To include or omit flagged data? - Githubissues

BLE-LTER / BLEdatatools

R package to download and collate BLE LTER data from EDI repository

Other

0 stars 0 forks source link

To include or omit flagged data? #9

Open alinaCO2spera opened 2 years ago

alinaCO2spera commented 2 years ago

Should product include cells with flagged data? Can this be an argument in download_data()? How would this work for collated data?

twhiteaker commented 2 years ago

I typically see flagged data included, along with the flags. I can see how that could be tricky with collated data. What if two datasets used the same flag but with different meanings? What if a dataset included multiple fields with different types of flags. But if the scope is to just work with BLE data, maybe that won't be an issue.

atn38 commented 2 years ago

Exactly @twhiteaker, thanks for visiting us. BLE data already has both of your scenarios.

If we output an Excel option, the flag + flag definition can be lifted from EML metadata and encoded into a comment on the particular cell. This will be a challenge to implement! But I think it's amazing that this is even possible, thanks to the power of high quality metadata :) Not sure what other cell-level annotation options are there.

twhiteaker commented 2 years ago

I recommend avoiding non-vanilla features such as comments. I think it'd be better to have the flag definition in the table or on a separate sheet.

atn38 commented 2 years ago

True. Although I'd say Excel is already less vanilla than CSV, which we will also have. Philosophically, why use Excel if we aren't gonna take advantage of Excel features? IF we offer Excel output, it will be because people like things in one place, so I see possibly adding comments as an extension of "everything in one place". Practically, we probably won't have time/manpower.

twhiteaker commented 2 years ago

Excel is a common tool for scientists, so that's why it's a target for us. I'm not opposed to taking advantage of Excel features. If you want to put descriptions in comments, that's fine. But I could see people wanting to filter by flags and/or flag descriptions, which is why I think it's important to have them in cell values.

Brainstorming (and not using GitHub issues appropriately!), taking advantage of pivot tables in Excel to summarize data, or including some charts by default, would be nice features to take advantage of.

atn38 commented 2 years ago

good point about filtering by flag values @twhiteaker. That def tips the scales to having them in cells then.

atn38 commented 2 years ago

working on collating data now: one issue I'm getting is that our flag-type column names are not consistent. Some data tables have "flag_N" or more descriptive names, and some just say "flag". This makes it difficult to tell what flags apply to what data in a collated setting.

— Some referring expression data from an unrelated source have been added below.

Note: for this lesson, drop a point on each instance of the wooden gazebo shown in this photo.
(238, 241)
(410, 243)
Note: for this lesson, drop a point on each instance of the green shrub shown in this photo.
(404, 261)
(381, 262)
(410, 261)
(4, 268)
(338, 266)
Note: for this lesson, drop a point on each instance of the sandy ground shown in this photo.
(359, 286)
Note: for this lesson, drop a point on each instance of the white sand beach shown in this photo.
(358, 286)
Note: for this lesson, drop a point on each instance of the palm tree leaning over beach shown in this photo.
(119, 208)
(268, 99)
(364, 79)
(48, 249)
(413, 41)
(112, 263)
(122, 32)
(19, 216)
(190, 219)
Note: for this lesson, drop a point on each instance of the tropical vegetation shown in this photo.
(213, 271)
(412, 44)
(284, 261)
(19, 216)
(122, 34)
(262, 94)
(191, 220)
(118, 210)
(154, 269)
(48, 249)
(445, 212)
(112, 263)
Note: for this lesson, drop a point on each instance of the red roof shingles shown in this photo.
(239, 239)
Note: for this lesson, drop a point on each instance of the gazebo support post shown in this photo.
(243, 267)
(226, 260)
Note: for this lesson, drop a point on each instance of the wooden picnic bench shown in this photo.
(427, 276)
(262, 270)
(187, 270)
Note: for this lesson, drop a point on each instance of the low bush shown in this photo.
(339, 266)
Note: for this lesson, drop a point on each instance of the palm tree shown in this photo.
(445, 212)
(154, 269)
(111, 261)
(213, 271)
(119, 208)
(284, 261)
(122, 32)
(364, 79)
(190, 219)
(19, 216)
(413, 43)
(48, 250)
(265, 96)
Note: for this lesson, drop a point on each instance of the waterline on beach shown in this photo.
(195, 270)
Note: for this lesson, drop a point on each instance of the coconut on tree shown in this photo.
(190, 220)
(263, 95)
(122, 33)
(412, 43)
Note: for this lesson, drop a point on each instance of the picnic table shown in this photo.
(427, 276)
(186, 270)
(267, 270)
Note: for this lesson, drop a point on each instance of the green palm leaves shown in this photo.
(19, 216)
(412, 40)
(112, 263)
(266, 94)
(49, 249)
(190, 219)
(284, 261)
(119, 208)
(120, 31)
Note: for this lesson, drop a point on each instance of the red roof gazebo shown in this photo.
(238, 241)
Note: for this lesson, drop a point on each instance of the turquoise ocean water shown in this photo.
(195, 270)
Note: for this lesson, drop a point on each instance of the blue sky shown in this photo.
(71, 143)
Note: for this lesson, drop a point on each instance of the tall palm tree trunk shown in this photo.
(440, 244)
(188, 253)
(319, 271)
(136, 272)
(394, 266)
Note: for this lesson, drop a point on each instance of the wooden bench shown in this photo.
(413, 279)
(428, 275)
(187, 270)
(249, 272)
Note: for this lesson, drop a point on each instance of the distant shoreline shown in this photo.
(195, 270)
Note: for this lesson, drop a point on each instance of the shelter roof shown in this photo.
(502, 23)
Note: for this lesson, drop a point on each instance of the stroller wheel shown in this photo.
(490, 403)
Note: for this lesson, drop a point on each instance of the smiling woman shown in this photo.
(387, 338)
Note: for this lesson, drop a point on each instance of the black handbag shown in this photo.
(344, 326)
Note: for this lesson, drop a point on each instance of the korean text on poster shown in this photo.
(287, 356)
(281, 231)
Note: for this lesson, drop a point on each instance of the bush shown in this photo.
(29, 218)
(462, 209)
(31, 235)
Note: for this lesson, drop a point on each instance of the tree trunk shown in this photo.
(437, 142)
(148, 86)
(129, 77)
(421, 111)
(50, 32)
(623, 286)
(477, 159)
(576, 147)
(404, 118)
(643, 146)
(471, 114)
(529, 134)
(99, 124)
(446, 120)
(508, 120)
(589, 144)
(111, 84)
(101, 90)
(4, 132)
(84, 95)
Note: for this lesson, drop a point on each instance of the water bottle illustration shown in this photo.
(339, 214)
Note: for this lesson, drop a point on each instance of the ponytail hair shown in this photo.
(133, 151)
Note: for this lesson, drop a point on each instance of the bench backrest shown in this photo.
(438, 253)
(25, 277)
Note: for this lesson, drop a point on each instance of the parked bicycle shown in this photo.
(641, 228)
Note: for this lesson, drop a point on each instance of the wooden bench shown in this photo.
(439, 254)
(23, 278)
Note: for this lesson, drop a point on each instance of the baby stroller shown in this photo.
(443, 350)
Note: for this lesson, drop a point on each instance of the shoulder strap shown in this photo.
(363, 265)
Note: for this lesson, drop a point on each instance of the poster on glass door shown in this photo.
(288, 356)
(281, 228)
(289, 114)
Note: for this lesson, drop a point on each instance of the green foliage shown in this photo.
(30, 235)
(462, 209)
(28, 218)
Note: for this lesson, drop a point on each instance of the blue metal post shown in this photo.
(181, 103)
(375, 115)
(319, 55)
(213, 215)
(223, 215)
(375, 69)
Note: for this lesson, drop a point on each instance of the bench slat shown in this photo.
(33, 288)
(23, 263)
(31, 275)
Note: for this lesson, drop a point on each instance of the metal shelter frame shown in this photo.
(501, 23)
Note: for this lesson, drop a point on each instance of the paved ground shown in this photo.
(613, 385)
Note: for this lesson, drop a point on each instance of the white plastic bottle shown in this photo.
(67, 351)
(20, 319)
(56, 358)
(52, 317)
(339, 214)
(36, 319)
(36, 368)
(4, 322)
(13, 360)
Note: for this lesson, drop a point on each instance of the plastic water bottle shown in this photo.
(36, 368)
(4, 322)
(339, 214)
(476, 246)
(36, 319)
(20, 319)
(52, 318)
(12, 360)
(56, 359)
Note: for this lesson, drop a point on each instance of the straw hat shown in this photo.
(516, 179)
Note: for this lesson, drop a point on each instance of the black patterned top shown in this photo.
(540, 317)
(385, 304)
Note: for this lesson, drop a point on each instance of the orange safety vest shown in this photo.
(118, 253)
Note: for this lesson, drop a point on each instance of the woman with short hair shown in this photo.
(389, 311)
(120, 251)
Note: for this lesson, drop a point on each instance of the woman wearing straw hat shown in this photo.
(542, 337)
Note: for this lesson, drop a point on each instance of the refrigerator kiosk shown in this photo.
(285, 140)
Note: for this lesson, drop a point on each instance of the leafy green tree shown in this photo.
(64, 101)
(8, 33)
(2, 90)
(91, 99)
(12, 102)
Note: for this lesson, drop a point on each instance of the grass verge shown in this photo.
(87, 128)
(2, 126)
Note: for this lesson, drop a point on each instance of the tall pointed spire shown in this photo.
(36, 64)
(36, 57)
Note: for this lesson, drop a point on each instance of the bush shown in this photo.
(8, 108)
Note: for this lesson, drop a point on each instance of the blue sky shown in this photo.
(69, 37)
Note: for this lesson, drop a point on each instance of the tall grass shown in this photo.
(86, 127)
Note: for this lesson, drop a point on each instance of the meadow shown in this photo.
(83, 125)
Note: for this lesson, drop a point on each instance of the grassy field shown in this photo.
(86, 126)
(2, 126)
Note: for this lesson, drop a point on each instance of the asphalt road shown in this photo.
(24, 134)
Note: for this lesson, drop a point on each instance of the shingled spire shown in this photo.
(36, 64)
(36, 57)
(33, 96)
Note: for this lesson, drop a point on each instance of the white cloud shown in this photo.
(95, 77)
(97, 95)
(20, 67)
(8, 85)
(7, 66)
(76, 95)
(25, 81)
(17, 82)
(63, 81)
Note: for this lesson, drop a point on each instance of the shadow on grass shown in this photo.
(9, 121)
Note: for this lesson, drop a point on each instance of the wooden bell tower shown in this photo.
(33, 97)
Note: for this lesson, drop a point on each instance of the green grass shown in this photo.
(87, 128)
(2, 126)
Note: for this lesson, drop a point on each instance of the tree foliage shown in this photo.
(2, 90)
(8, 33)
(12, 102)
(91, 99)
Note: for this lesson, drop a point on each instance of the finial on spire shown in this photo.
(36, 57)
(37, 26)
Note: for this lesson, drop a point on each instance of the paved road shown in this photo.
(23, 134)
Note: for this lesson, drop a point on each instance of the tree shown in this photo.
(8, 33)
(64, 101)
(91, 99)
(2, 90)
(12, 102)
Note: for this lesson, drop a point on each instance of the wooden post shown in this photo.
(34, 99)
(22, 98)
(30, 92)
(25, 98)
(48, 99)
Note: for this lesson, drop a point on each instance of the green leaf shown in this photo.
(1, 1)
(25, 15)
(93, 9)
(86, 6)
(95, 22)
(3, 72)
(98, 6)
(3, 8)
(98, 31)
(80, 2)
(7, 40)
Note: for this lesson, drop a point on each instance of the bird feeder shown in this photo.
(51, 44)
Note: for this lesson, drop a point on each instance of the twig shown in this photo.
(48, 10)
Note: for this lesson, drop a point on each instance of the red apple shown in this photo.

alinaCO2spera commented 2 years ago

@atn38 and I talked about this issue today and decided we are moving forward with including all flags columns in the collated data product so users can filter by and/or remove flagged data as they wish. For the most part flag column names are not a problem. The exception is sediment pigment flags which do not have descriptive names due to the original data formatting.

@atn38 : do you think fixing sediment pigment flag column(s) happen inside collate_data()?

atn38 commented 2 years ago

@alinaCO2spera yea, can be direct lines of code inside collate_data, or in a helper function that then gets called in collate_data. I'm actually sorta doing something about the sediment pigment flags -- I'm gonna append the pigment name after flag and making it wider, e.g. there are a bunch of columns named "flag_Alloxanthin" "flag_Fucoxanthin" etc in the collated product now.